Given our Euclidean algorithm above, this is the number of times we can subtract \(n'+m'\) from \(n+m\) without reaching \(0\), thus:
\(j = \left\lfloor \frac{n+m-1}{n'+m'} \right\rfloor\)
Putting it all together we have:
\[s(S) = s\left(\begin{pmatrix} n & n' \\ m & m' \end{pmatrix}\right) = \begin{cases} \begin{pmatrix} 1 & m+1 \\ 0 & 1 \end{pmatrix} & n' = 0 \\ S\begin{pmatrix} 0 & -1 \\ 1 & 2j+1 \end{pmatrix} & n' \ne 0 \\ \end{cases}\]We can now iterate over the rationals without having to run the Euclidean algorithm each time! However, we need to carry around extra state \(S\), because we can’t recover the state directly from a given rational.
Let’s fix this.
The Calkin-Wilf Tree
The iteration forumla above was made possible considering the paths in reverse, so let’s explore that further. If we reverse the paths, we create a new tree which still contains all the rationals, but with the numbers permuted within each layer.
This is the Calkin-Wilf tree:
The most obvious difference is that the numbers are no longer in order.

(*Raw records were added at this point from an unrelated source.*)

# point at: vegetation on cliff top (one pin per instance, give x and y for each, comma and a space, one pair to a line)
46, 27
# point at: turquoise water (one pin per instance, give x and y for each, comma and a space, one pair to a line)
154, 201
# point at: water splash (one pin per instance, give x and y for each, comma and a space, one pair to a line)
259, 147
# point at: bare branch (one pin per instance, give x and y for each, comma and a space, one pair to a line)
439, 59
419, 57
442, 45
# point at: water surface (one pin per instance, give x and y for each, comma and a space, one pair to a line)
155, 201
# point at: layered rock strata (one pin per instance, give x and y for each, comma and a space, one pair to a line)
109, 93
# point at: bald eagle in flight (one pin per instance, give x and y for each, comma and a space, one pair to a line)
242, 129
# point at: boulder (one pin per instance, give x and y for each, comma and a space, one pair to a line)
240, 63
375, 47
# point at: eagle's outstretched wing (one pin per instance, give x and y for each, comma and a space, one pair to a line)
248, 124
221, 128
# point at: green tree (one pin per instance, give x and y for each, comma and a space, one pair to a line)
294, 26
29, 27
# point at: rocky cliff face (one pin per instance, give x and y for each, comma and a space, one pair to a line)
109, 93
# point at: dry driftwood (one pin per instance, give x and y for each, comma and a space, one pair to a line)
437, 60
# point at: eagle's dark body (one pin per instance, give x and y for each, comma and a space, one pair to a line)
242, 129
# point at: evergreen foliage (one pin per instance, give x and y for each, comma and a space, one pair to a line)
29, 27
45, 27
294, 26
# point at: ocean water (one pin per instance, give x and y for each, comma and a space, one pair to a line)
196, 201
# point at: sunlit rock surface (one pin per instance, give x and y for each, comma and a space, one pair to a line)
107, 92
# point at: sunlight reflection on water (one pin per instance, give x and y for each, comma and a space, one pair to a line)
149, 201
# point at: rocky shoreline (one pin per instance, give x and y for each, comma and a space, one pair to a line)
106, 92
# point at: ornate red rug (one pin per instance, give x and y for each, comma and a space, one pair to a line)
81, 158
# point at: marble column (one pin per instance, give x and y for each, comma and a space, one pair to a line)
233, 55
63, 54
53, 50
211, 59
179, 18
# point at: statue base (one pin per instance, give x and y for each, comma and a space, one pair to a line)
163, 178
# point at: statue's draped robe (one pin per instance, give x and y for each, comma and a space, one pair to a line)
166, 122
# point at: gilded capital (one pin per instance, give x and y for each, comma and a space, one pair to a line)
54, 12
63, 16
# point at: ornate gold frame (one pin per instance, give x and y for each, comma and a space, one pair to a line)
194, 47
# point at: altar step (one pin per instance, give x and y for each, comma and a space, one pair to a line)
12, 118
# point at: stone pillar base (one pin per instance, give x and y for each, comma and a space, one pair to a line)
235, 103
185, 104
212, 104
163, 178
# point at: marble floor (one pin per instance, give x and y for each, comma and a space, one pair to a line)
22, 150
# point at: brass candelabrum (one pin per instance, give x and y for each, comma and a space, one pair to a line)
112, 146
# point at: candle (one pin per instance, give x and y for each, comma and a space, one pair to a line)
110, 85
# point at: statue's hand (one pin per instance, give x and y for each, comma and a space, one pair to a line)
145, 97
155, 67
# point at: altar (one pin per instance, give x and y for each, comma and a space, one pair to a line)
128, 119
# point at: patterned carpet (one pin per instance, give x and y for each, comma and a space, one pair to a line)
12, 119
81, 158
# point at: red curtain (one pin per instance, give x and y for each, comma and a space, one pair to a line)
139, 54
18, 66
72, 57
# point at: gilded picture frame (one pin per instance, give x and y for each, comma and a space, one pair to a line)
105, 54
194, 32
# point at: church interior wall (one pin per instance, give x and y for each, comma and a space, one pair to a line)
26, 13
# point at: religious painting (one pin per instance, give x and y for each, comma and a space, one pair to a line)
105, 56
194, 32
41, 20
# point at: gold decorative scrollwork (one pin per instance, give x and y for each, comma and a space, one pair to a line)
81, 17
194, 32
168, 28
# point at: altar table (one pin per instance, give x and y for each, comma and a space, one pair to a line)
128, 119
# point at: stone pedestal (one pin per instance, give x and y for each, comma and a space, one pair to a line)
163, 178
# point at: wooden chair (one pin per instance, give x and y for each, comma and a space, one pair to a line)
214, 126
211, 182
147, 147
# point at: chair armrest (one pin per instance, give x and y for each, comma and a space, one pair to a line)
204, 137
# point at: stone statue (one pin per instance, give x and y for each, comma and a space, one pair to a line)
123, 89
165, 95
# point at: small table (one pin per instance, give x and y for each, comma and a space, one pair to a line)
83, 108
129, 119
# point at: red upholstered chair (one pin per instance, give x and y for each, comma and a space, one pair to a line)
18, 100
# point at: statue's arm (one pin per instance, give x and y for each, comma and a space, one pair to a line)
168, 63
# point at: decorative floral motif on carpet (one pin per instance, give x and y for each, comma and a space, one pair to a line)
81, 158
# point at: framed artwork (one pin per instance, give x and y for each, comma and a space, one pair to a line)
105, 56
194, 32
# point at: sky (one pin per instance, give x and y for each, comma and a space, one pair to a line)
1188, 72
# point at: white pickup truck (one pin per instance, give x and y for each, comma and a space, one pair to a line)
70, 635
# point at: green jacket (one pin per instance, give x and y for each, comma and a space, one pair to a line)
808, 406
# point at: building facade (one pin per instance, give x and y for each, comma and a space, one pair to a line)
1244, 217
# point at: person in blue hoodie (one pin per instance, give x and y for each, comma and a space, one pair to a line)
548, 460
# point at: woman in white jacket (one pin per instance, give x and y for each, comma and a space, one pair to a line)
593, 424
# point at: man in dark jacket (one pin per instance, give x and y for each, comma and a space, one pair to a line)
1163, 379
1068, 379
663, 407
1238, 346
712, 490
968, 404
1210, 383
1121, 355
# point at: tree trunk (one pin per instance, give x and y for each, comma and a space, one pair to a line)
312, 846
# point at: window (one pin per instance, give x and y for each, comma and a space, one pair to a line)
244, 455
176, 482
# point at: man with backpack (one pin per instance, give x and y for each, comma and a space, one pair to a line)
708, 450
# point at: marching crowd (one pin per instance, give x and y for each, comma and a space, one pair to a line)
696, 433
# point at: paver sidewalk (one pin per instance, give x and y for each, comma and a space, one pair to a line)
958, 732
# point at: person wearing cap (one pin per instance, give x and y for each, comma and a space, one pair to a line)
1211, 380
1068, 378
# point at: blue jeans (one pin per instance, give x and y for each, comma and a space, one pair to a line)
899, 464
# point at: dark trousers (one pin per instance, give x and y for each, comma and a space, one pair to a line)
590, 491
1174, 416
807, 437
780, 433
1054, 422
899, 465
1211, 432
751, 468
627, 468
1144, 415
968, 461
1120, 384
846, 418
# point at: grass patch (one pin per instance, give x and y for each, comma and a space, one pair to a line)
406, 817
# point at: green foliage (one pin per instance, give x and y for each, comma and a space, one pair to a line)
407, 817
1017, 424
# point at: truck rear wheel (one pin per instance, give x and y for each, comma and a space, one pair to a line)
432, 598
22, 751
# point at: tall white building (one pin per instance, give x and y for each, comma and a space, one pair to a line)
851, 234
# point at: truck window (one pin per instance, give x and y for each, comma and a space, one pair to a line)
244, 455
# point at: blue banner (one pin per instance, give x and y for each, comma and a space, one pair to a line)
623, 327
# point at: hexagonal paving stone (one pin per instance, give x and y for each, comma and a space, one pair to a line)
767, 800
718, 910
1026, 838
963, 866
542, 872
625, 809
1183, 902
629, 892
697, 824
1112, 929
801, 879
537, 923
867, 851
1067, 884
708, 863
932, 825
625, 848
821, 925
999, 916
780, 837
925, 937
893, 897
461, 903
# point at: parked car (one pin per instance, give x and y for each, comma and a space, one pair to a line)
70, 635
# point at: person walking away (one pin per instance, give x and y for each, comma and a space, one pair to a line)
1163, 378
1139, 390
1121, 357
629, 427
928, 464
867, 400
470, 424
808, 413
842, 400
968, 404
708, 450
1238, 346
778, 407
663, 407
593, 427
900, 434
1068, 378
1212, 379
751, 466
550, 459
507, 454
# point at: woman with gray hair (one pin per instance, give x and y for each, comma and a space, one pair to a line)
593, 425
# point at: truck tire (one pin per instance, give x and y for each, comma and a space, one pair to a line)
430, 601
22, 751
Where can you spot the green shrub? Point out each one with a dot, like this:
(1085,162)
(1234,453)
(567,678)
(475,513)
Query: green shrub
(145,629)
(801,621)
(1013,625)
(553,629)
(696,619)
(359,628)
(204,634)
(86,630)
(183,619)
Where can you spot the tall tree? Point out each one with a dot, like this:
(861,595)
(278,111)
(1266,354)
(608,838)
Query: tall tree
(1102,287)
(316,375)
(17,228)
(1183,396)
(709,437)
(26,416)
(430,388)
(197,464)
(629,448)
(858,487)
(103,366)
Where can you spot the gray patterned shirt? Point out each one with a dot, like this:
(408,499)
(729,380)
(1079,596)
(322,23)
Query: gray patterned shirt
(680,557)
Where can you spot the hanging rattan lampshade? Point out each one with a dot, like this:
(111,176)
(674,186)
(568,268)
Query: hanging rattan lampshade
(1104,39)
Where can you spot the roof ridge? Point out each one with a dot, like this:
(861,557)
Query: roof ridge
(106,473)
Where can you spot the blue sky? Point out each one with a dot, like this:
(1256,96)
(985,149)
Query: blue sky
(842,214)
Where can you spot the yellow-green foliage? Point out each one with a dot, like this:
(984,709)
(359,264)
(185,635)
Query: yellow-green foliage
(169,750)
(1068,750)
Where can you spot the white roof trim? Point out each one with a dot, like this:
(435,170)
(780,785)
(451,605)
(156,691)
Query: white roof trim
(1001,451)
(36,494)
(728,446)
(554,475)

This is an unfortunate loss, but let’s see what we get in return.
The children of a node \(\frac{a}{b}\)
are simply \(\frac{a}{a+b}\) and \(\frac{a+b}{b}\).
To reverse the list, we will pre-multiply instead of post-multiply:
\[f(S) = f\left( \begin{pmatrix} n & n' \\ m & m' \end{pmatrix} \right) = \frac{m+m'}{n'+n} = \frac{a}{b}\] \[f(L^jS) = f\left( \begin{pmatrix} 1 & j \\ 0 & 1 \end{pmatrix} \begin{pmatrix} n & n' \\ m & m' \end{pmatrix} \right) = \frac{m+m'}{n+jm+n'+jm'} = \frac{a}{ja+b}\]\(f(R^jS) = f\left( \begin{pmatrix} 1 & 0 \\ j & 1 \end{pmatrix} \begin{pmatrix} n & n' \\ m & m' \end{pmatrix} \right) = \frac{jn+m+jn'+m'}{n+n'} = \frac{a+jb}{b}\)
Unlike the Stern-Brocot tree, we don’t need to carry around a state matrix to compute the children, we can use the fraction directly! This also let’s us simplify the iteration formula.
Iterating over the Rationals
Define the successor function over rationals as \(s(q=\frac{a}{b})\).
It turns out that we can use the same state matrix \(S\) that we used for
the Stern-Brocot tree to determine the values for the Calkin-Wilf tree.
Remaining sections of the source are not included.